At my school we have Synopsis "design_vision" in the computer labs. I don't know how to use any of the features so to me it's just a schematic-drawing tool.
Out of curiosity, I hand-coded in Verilog an 8-bit carry-lookahead adder, and then asked design_vision to compile it. The result looks a lot like a ripple-carry adder.
Now, the ripple-carry adder uses fewer gates, but it is so much deeper. Why does design_vision prefer the ripple-carry?
What technology were you targetting?
If it was an FPGA, the synthesizer may have been so clever that it knew that ripple carry is more efficient (in terms of LUT count, and probably performance also) as the carry chain is there for free.
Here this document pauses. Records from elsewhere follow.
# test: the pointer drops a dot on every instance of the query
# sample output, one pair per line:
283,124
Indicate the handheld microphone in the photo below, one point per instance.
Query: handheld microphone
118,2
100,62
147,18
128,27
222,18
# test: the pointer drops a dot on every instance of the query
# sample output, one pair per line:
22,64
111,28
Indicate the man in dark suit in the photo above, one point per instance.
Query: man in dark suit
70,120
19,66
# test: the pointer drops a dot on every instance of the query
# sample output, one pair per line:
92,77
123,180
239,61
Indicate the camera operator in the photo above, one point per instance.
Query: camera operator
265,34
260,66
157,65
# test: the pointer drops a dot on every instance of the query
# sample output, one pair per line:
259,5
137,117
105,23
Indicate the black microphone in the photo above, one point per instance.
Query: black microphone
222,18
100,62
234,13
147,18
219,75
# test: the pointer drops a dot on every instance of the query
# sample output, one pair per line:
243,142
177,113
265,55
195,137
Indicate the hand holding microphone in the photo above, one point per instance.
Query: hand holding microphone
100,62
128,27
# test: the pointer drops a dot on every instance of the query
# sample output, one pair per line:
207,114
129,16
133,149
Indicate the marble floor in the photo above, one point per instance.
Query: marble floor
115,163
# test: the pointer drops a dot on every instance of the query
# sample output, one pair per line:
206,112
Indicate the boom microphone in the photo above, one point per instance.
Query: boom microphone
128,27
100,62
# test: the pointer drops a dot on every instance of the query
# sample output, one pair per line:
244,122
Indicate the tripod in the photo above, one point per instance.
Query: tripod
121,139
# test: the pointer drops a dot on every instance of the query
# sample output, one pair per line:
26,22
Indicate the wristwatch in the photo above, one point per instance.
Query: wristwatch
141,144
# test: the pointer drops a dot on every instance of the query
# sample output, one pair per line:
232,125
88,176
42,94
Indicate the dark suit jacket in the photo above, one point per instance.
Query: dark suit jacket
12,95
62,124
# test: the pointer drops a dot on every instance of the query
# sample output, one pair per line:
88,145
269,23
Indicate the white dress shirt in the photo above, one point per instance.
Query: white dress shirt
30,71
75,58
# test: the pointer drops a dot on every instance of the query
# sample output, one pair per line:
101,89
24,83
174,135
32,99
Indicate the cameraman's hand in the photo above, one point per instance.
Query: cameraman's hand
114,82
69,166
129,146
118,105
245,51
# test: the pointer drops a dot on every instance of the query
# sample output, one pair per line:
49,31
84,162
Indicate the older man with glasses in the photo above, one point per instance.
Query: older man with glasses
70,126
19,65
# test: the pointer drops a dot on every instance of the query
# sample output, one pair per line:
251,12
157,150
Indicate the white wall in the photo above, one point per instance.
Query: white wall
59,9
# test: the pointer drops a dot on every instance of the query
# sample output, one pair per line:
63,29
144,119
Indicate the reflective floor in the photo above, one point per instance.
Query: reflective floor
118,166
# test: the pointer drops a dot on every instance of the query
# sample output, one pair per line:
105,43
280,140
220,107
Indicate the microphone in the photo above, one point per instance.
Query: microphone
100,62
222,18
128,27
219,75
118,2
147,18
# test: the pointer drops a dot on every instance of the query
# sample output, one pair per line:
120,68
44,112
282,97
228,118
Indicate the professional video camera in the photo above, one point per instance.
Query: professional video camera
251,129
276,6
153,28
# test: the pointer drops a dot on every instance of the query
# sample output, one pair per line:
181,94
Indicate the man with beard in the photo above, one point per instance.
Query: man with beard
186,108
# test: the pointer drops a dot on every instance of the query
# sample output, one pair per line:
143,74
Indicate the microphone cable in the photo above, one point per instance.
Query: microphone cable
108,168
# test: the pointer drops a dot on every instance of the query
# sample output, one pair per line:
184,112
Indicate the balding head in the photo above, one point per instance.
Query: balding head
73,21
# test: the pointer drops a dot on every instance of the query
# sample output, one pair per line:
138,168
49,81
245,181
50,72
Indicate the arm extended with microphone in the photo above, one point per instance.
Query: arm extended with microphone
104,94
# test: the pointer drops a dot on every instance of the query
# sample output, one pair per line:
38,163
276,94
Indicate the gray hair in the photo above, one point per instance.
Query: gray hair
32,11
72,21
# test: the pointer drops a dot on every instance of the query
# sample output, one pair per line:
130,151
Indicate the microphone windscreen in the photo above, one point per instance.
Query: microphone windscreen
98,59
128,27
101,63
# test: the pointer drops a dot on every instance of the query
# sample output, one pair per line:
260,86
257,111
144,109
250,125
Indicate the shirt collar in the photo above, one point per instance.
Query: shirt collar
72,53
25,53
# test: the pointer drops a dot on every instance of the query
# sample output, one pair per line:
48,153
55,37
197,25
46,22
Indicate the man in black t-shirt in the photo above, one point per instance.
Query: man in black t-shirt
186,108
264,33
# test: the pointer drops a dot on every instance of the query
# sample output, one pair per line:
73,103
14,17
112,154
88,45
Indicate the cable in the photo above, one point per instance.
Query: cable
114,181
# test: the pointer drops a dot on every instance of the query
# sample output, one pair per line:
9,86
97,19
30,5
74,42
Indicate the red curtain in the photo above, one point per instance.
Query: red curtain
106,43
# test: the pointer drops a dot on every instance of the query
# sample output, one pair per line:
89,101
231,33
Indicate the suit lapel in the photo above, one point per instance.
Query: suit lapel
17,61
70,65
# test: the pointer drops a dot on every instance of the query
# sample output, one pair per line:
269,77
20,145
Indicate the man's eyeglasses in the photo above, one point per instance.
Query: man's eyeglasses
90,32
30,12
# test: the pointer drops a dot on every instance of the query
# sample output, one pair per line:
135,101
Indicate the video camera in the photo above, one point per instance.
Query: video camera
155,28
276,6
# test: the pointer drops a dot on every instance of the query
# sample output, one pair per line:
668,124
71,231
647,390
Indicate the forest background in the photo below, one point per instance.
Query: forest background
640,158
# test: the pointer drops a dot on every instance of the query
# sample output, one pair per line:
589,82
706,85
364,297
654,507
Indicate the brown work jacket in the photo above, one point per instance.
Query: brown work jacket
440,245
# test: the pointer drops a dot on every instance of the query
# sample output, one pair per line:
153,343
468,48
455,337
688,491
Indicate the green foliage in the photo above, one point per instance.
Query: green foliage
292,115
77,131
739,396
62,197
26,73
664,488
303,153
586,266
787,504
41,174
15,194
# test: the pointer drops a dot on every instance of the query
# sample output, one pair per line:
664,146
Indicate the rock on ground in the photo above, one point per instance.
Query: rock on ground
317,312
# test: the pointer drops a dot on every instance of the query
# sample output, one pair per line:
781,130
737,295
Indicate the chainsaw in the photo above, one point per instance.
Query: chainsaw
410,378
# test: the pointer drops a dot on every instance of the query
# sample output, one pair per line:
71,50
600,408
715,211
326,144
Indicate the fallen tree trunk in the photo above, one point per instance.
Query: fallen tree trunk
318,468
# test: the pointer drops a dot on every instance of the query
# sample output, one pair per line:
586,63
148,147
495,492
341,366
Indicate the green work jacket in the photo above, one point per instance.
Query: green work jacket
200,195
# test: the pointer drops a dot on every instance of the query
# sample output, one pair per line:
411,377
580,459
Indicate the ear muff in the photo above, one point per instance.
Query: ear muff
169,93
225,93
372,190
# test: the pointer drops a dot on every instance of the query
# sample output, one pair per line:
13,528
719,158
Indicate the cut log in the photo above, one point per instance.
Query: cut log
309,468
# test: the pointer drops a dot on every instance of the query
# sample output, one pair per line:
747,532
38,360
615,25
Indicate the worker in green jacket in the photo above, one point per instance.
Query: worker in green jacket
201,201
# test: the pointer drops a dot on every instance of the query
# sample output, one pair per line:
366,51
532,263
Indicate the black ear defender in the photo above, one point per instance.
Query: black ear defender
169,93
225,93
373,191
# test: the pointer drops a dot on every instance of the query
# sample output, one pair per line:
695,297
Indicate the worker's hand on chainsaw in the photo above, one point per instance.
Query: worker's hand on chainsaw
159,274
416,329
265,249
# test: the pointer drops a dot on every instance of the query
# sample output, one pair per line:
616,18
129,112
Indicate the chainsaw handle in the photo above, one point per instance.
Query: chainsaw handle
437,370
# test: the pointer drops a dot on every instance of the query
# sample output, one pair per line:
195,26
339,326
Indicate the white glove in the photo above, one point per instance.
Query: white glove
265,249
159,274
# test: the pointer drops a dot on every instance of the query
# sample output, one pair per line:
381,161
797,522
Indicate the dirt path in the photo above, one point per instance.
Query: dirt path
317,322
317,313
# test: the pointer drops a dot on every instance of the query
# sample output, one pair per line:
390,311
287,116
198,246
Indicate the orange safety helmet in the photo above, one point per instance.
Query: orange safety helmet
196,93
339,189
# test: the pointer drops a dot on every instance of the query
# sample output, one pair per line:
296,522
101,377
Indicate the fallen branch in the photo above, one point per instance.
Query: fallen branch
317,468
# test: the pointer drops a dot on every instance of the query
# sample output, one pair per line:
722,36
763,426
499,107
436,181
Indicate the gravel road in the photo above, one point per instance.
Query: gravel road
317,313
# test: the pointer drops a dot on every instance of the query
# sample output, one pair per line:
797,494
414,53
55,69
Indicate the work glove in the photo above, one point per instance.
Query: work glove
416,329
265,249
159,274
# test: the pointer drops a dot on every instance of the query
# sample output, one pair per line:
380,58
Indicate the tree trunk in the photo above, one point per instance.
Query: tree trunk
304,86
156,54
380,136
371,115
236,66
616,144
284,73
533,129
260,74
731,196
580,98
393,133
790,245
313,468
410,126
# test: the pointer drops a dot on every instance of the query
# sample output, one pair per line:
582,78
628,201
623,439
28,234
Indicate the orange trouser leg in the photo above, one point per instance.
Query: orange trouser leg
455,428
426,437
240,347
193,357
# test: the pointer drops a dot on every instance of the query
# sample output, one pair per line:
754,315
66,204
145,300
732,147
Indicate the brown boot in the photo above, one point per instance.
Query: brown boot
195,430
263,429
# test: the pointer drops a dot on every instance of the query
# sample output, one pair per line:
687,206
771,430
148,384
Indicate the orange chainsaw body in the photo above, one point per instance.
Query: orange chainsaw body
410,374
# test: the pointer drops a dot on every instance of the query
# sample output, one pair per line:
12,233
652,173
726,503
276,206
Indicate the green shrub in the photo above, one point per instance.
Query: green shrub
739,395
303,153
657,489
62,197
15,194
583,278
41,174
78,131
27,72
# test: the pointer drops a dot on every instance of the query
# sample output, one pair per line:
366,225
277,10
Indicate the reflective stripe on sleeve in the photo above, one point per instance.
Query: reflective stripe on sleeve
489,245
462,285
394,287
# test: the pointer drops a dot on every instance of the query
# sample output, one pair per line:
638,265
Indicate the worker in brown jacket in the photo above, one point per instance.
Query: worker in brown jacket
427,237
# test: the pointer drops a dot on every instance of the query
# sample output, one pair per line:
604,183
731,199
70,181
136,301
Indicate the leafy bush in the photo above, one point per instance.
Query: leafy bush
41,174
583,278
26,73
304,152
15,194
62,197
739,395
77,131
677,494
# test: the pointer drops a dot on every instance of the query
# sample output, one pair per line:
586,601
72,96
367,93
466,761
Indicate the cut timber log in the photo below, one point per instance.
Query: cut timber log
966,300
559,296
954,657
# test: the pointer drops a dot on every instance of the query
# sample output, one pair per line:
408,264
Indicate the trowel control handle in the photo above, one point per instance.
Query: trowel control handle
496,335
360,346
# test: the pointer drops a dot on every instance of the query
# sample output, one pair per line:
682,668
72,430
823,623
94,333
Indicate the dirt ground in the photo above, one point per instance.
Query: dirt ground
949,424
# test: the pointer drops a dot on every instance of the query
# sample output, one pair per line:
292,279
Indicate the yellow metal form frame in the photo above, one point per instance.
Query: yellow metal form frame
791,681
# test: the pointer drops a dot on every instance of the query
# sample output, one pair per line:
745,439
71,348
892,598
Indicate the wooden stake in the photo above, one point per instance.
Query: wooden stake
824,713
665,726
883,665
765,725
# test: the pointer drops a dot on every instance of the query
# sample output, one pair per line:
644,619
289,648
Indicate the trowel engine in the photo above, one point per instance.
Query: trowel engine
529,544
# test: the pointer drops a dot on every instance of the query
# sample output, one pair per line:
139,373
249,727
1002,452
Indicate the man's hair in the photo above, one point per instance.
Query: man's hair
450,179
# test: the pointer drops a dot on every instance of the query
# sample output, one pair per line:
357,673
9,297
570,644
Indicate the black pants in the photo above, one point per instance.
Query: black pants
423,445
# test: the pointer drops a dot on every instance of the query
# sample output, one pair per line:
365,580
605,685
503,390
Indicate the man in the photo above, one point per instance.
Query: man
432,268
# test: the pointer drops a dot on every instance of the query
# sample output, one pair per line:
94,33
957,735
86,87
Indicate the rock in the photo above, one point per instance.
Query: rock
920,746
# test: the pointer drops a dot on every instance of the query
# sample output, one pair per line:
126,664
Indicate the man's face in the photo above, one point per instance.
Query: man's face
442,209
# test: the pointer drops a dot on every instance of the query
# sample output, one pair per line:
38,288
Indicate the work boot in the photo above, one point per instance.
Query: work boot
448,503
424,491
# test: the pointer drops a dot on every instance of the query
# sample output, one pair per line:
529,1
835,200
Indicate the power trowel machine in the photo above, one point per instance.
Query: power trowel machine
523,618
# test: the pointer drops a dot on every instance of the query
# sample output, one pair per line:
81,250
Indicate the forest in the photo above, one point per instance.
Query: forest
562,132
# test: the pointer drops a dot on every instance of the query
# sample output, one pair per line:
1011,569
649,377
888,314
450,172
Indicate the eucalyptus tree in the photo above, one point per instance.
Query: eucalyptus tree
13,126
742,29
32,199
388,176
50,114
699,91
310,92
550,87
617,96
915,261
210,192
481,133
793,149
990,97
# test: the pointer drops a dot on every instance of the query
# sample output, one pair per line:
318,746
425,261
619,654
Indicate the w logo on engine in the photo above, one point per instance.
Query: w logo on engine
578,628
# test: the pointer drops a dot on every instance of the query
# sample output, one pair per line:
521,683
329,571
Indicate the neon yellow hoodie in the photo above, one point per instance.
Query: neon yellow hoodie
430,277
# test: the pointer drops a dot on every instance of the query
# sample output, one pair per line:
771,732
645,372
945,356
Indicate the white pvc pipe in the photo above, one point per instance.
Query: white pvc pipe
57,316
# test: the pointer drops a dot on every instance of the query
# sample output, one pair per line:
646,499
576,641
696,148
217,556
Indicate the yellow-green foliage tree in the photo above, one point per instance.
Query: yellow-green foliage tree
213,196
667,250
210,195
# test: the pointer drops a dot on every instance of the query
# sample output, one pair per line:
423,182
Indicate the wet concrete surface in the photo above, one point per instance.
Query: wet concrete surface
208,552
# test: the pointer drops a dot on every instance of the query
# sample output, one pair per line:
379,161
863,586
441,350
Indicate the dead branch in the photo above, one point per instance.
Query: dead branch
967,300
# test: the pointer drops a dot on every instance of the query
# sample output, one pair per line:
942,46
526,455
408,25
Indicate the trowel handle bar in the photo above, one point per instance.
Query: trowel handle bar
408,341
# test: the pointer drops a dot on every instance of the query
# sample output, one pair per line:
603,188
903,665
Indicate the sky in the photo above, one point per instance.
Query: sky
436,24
If the ripple-carry adder is fewer gates and satisfies timing constraints, why should the synthesizer not prefer it? In many cases, the most efficient way to generate a carry chain is to use a mixture of ripple-carry and lookahead units. For example, if one is implementing a 32-bit adder with a 16-gate-delay timing budget, rendering it as two eleven-bit sections and a ten-bit section may require fewer gates than the fastest possible arrangement while still meeting the timing requirements.
I'd suggest figuring out how to play with timing constraints; I would guess you'd find that independent of whether you design in a ripple-carry or carry-lookahead adder, the mix of ripple- and lookahead-carry generated by the compiler would vary with the constraints specified. If you wish to maintain a particular arrangement of carry logic, you can explicitly tell the compiler that you want certain signals generated (since this is a fictional design anyway, routing them to I/O pins might be a good way to do that). I suppose a compiler might still decide to ignore the P and G signals even if it was forced to generate them, but hopefully it would be smart enough not to do that.